# Another Newbie needing Identification Help



## b_luvs2shop (Jul 13, 2011)

Just purchased our first vintage bikes to take with us when we camp in our 1978 VW Camper and of course we're in need of help identifying them - what year/model. Would be nice to know their value (did we get a good deal or taken). Here's a link to pics of the bikes: http://photobucket.com/stellablue. First bike is a ladies Evans bicycle and the second is a Sears Spaceliner. That's about all we know. We're trying to decide whether or not we clean them up and roll with the patina or restore w/ new paint - thoughts? Thanks all in advance for your help, we appreciate it.


----------



## jpromo (Jul 13, 2011)

The ladies Evans-Colson looks like it's from around 57-58 which was when the Evansaction springer became available. It's an uncommon bike so it's awesome that you have a complete one! The Spaceliner was produced from 64-68 I believe, so it's somewhere in there.

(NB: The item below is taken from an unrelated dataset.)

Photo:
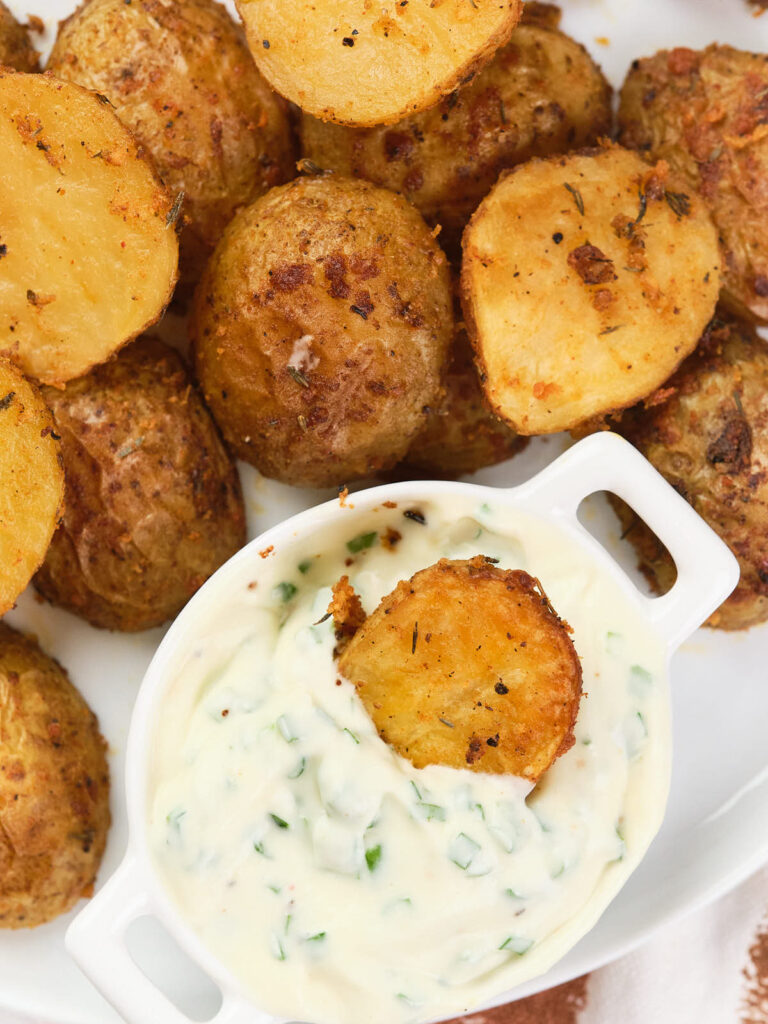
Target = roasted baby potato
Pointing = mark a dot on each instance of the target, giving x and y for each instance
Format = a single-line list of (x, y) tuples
[(153, 504), (586, 282), (706, 114), (87, 242), (181, 77), (467, 665), (54, 787), (31, 482), (541, 94), (15, 49), (461, 434), (360, 64), (707, 432), (321, 330)]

Personally, I'd keep the paint but I always say keep the paint. Take a little bit of No.7 Polishing Compound to them with a cheesecloth and then polish it dry with paper towel to freshen the paint.

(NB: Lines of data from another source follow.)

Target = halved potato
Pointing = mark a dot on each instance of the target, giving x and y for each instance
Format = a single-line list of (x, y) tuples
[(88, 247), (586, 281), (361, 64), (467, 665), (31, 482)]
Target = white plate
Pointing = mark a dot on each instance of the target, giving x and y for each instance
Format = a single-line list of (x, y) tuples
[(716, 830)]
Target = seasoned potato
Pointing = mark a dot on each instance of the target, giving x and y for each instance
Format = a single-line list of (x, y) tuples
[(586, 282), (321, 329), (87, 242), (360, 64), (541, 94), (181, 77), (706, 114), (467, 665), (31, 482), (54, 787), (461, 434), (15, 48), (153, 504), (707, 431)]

Two nice bikes but it's hard to judge if you were put through the ringer without knowing what you paid for them


----------



## b_luvs2shop (Jul 13, 2011)

Thank you for the information! We're very excited about them and can't wait to go for a ride. Well I paid $150 for the Evans and $100 for the Spaceliner. I was leaning toward rolling with the patina and most likely will - it's only original once afterall. If you have any guidance on value (just for my personal knowledge) I would greatly appreciate it. I've tried to do some searching but for a newbie it's a bit overwhelming.


----------



## jpromo (Jul 15, 2011)

I was thinking if you got the pair for under 300$ that it would have been about market-value pricewise so 250 is very fair. Perfect bikes to make daily riders out of! Don't feel too bad about the missing headbadge on the Evans, my men's Commander is missing it as well 

Any chance you live in Michigan? That's where the Evans plant was and I live about 10 minutes from where they were made. They don't seem to turn up too far from here that often but stranger things happen.


----------



## b_luvs2shop (Jul 20, 2011)

Thanks for the additional info. The person I bought the bikes from is pretty genuine person who truly likes getting others into the hobby of vintage bike so I was pretty confident that I paid a fair price...but it always feels good to have a confirmation. 

Yes I live in Michigan. I'd love to find out more about the Evans plant and especially what the bike looked like originally (seat, headbadge and all). Do you have any information or know where I could go? I've searched the internet but surprisingly can find only the same basic regurgitated information (the Evans - colson merge) on various forums.


----------